The Kendall College School of Culinary Arts and the Center for the Advancement of Foodservice Education (CAFÉ) are accepting applications for the 2015 CAFÉ/Kendall College Green Award.
“Sustainability, once dubbed the ‘wave of the future’ for the foodservice industry, is the reality today,” says Christopher Koetke, CEC, CCE, HAAC, vice president of the Kendall College School of Culinary Arts and Laureate International Universities Center of Excellence in Culinary Arts.
The CAFÉ/Kendall College Green Award, sponsored by Kendall College, is the first national award to recognize high school and professional culinary-arts and baking/pastry programs for their commitment to practicing ecological sustainability on campus or integrating innovative teaching of sustainability in the curriculum.
“Kendall has dedicated itself to sustainability in its classrooms and operations since 2005, and even more gratifying than the value we’ve reaped on our own campus has been the privilege of sharing our knowledge with other educators and learning from them,” Koetke says. “That is the impetus behind the CAFÉ/Kendall College Green Award.”
All secondary and postsecondary culinary-arts and baking/pastry programs in the United States, whetherdiploma or degree-granting, are eligible. While more than one program may be awarded, a single outstanding program will receive a $1,000 cash prize plus complimentary registration to the 11th-Annual CAFÉ Leadership Conference, June 18—20, 2015, in Niagara Falls, New York, where the award will be presented.
According to Mary Petersen, founder and president of CAFÉ, the winning program will be selected for its level of innovation, perceived impact on students’ understanding of sustainability practices and their importance, and the ease with which elements of the program can be implemented in other programs nationwide.
Last year’s award went to Miami Culinary Institute (MCI) at Miami Dade College’s Wolfson Campus.

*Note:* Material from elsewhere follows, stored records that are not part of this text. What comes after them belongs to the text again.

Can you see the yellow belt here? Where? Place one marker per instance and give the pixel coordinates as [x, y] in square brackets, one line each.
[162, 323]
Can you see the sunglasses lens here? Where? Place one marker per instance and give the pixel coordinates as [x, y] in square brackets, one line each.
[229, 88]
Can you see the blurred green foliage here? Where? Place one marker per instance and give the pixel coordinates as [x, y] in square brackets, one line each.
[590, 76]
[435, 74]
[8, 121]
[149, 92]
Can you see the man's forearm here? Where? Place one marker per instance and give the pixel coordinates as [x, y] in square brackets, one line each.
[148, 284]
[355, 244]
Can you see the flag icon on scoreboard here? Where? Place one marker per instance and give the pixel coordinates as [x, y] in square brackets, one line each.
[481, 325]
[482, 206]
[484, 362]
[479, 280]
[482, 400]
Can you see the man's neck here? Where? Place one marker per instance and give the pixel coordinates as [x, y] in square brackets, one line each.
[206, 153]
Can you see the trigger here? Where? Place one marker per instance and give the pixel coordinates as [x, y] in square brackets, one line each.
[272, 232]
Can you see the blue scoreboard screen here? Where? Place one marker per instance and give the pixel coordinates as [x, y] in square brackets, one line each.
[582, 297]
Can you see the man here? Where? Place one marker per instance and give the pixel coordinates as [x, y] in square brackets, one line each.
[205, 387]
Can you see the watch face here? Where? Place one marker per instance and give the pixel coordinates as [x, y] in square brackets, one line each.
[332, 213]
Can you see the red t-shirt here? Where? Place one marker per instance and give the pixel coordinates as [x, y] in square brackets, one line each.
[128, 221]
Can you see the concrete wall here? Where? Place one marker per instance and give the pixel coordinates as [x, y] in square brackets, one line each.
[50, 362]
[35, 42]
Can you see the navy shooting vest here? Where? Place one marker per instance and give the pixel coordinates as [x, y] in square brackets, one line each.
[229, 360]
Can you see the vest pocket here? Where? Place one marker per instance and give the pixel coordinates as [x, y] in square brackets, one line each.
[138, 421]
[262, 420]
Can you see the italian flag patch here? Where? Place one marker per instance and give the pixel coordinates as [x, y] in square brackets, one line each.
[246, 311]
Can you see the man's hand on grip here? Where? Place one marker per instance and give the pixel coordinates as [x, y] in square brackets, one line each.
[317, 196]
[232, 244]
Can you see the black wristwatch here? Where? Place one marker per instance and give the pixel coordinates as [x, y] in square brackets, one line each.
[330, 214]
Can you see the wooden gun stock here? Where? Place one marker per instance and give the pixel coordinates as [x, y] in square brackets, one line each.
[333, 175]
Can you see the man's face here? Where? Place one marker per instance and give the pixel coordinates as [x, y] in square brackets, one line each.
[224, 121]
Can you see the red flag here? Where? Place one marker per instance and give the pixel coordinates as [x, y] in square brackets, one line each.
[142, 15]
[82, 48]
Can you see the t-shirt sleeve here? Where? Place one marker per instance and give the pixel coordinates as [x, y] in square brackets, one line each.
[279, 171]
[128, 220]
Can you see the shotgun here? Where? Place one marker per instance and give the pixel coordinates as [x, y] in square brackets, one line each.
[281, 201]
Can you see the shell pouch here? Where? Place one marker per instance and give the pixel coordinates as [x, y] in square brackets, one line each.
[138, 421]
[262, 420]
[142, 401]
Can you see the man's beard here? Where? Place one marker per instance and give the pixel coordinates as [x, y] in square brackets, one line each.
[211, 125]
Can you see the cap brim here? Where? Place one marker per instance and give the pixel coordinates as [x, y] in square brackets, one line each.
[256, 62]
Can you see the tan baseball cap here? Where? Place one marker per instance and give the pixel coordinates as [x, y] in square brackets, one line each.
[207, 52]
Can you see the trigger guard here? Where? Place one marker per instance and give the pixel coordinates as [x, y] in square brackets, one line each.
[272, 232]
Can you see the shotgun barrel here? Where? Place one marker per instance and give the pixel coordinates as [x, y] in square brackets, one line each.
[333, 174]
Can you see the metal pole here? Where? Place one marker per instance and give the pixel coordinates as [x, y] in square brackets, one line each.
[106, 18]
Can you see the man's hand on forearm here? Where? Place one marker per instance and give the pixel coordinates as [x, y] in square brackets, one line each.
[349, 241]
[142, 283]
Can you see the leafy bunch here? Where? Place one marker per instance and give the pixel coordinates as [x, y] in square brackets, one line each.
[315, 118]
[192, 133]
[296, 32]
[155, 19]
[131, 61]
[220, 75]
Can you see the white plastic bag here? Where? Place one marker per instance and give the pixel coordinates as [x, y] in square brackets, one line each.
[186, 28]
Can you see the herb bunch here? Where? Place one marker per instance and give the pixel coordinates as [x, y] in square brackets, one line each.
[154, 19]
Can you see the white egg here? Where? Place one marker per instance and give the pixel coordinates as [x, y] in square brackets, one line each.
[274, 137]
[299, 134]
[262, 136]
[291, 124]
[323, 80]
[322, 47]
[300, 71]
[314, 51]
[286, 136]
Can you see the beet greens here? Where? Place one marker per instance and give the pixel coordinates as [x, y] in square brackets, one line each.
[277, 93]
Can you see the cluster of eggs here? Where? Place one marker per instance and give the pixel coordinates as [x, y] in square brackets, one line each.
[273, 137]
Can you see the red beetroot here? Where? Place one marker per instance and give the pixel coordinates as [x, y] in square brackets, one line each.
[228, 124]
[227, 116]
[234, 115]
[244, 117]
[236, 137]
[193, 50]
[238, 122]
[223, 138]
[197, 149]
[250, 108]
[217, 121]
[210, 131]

“MCI blends technology, sustainability, and culinary education to set the pulse of Miami’s cuisine and food culture,” Koetke says. “The eight-story institute is an architectural and engineering marvel that focuses on exceptional space utilization and generating a limited carbon footprint. Meanwhile, students are offered a curriculum steeped in green-sustainable food and energy technologies.”